Nós não sabíamos de nada. Nossos soldados vieram até nós e disseram que tínhamos cinco minutos para fazer as malas e sair. Quem estava com a mochila arrumada se levantou e foi embora. Não sei quem foi para Donetsk ou para Rússia. Quando fomos recebidos do lado de fora por funcionários da ONU e da Cruz Vermelha, eles nos disseram que estávamos seguros, que ninguém atiraria. Na triagem, podíamos então escolher para onde queríamos ir.

Onde exatamente ocorreu a triagem?

Não sei. Era um lugar onde eu nunca estive antes.

Nesta semana, soldados que estavam na Azovstal também foram retirados da usinaFoto: Alexander Ermochenko/REUTERS

O que acontecia durante a triagem?

(Longo silêncio, Lydia abaixa a cabeça e fecha os olhos) Eu não vou falar sobre isso.

Quanto tempo demorou a viagem da Azovstal até ao local onde vocês foram acolhidos?

Não sei. Eu não sei nem dizer aproximadamente. Fomos levados da Azovstal à noite, depois partimos e à meia-noite estávamos na triagem. Depois disso, seguimos viagem por um longo tempo.

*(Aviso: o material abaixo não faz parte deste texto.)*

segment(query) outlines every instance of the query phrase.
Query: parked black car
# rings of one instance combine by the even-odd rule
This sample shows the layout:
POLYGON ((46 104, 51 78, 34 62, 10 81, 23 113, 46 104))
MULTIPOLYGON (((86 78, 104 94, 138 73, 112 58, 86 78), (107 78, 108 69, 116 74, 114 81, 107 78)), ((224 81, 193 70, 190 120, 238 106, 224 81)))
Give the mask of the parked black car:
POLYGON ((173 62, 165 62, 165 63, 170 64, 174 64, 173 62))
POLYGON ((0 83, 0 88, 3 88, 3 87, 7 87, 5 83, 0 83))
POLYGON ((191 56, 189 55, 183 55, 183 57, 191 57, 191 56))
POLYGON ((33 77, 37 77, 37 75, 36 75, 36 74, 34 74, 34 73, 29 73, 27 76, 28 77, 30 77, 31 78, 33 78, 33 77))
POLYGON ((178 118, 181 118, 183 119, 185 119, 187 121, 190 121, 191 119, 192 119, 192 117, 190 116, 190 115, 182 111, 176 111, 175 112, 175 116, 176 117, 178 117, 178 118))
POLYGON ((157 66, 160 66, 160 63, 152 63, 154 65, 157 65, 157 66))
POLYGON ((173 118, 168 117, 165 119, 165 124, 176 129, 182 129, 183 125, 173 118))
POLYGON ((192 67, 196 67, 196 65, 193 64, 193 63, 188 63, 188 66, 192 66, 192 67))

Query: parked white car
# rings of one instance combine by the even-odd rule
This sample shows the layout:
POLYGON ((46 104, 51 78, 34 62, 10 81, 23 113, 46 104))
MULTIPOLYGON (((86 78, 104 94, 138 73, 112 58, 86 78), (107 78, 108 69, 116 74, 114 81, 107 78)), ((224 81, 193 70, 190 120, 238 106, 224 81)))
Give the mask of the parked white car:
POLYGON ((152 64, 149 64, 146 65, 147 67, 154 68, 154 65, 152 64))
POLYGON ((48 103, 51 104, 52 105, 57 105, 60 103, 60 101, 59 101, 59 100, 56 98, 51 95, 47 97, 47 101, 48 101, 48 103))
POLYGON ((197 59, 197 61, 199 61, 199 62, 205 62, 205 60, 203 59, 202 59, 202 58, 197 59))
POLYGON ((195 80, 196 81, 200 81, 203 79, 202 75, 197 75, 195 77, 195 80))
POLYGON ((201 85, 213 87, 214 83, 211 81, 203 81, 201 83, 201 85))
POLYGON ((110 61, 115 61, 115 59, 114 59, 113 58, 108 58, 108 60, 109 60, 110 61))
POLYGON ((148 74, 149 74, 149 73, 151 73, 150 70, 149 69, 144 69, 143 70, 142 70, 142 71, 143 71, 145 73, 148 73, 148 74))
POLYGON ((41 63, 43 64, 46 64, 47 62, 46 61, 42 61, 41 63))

Quem recebeu a senhora no destino? A senhora conseguiu ajuda?

Fomos muito bem recebidos. Recebemos roupas e sapatos novos e pudemos nos lavar. As pessoas vinham até nós trazendo mantimentos, produtos de higiene pessoal e outras coisas o tempo todo. Não tivemos absolutamente nenhum problema. Fomos acomodados em um quarto separado, onde dá para ficar e dormir confortavelmente.

A senhora tem acomodação agora? A senhora quer ir para um outro lugar?

Não sei ainda. Eu ainda não entendo completamente o que está acontecendo. Primeiro quero descansar. Isso é tudo.